Had I not setup a weekly backup of Netview with shutting down the daemons,
we would have never seen this problem.

In any event unless Support comes back with a better solution, I plan on
going through you suggestsions.

Thanks again for your tips.









Hi John.

First it does sound like an ARP issue but more information is needed.
Can you get a simple command line ping to work?
Does the Netview server have multiple interfaces and what are they?
What are the IPs of the devices you can't reach?
What are the masks of the devices?
Where is the problem the server or the host?
Check the obvious first.  Default routes and masks on each end and
routers in between.
It could be a DNS lookup issue.  Always an issue with multiple
interfaces if not done right.

Understand it could involve the server mask, RIP version (1 or 2),
default route or node mask or route or is it multi-homed.

The first thing the server will do when pinging a host, is resolve the
name, either by /etc/hosts or by DNS.
Second it looks at the IP dest. and looks in the routing table for the
longest match.

1.  If if finds it is on one of the servers interfaces (exact net match
or host route) it looks in the arp table for a match of the IP dest.
If a match occurs, it sends ping to that mac address.

If not, it arps on that interface for dest IP. Remember since the arp
request is broadcast anybody can respond and even multiple responses,
but the last arp response received will change it.

The host hears the arp request (it better) and should respond to the
source.
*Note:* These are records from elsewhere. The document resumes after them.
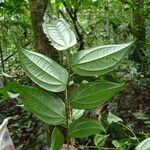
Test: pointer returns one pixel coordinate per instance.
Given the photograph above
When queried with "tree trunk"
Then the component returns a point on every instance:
(42, 45)
(139, 31)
It can also glean the source mac of the arp request so it
doesn't have to arp for it.

It will now send an arp response back to the source (In this case the
netview server).  This also involves masks and routing tables to
determine where to send it.  It may be going back out the wrong
interface or using default route.



2.  The other possibility it is the next hop is a router because the
exact match of net didn't occur, so the default is used.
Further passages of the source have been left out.